There’s already quite a bit of single-car parking at Don Armeni: 16 single-car spaces in all, eight on each side of the boat ramp parking. To maximize the available single-car parking, we’re considering a recommendation to set a two-hour limit. That would ensure that the single-car parking spaces are available to park users rather than being used for commuter parking.
(Tipster Paul had in fact noted that most of those spaces seem to be taken up by Water Taxi commuters.) Lt. Smith described the problem in similar terms: It wasn’t that people weren’t trying to comply with the previous signs, but it seemed, they had difficulty understanding the way those signs had laid out the rules. These signs are seeking to clarify. And if that doesn’t work, SPD has enforcement out and about as needed.
On to the summer plan for Alki: As always, Lt. Smith said, the major areas of concern are underage drinking, traffic, and “behavior.” Police are seeking to be sure the right tone is set at the start of the season – which means consistent police presence. The newly expanded bicycle patrol will be an important part of that, but even bigger than that will be the new mobile precinct – no arrival date yet but Lt. Smith says they expect it will be delivered before the start of the summer season.
Another emphasis right now involving Alki: Police are trying to reel in the racing. Alki and Seward Park are the two hot spots, and when SPD shows up in one spot, the racers head off toward the other. Lt. Smith says SPD has plans in place to thwart that this summer.
Last but by no means least, he brought up the overall increase in crime in West Seattle/South Park over the past month, compared to the same time last year, as shown on this slide from this week’s SeaStat briefing downtown – everything in red is a category that’s up year-to-year in that four-week span:
Lt. Smith says they’re making progress by arresting some of the major offenders and working to identify others. (We’ll see if that’s reflected in the next crime-trends update, next Tuesday at the West Seattle Crime Prevention Council meeting, 7 pm at the precinct.)

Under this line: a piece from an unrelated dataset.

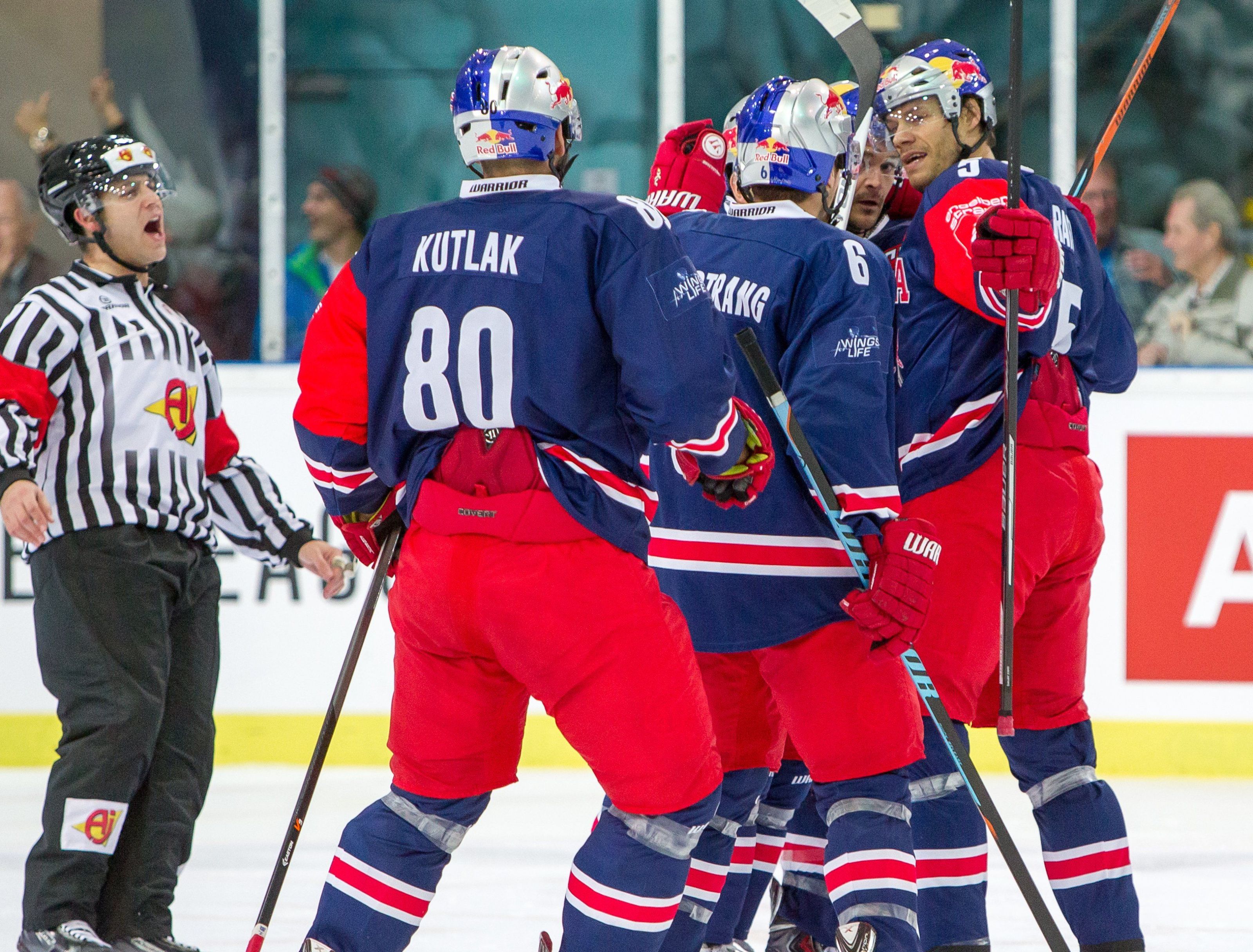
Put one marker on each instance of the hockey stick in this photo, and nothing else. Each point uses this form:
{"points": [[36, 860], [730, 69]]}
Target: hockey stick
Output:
{"points": [[324, 742], [830, 505], [1009, 426], [840, 19], [1131, 87]]}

ALKI HOMESTEAD/FIR LODGE UPDATE, AND WHAT ELSE SWSHS IS UP TO: Clay Eals, executive director of the Southwest Seattle Historical Society, says new owner Dennis Schilling has many details to work out. For starters, SWSHS has helped him connect with a structural engineer who’s doing a survey of the building. And a cleanup crew is getting rid of some of the amassed junk inside – debris and random items in the old kitchen area. SWSHS will eventually be providing updates on the renovation project via its website.
Events ahead: On (corrected date) June 5th – one day before the anniversary of the totem-pole dedication at SWSHS’s headquarters, the Log House Museum – Alki and Schmitz Park Elementaries’ students will walk over to the museum again, and this time they’ll be in a photo taken on the Homestead’s lawn. And on the 4th of July, always a big holiday for SWSHS, a fried-chicken cookoff is planned, followed by a This Place Still Matters group shot on the fifth anniversary of the “This Place Matters” photo expressing concern for the Homestead’s future.
The Alki Community Council usually meets third Thursdays, 7 pm, at Alki UCC.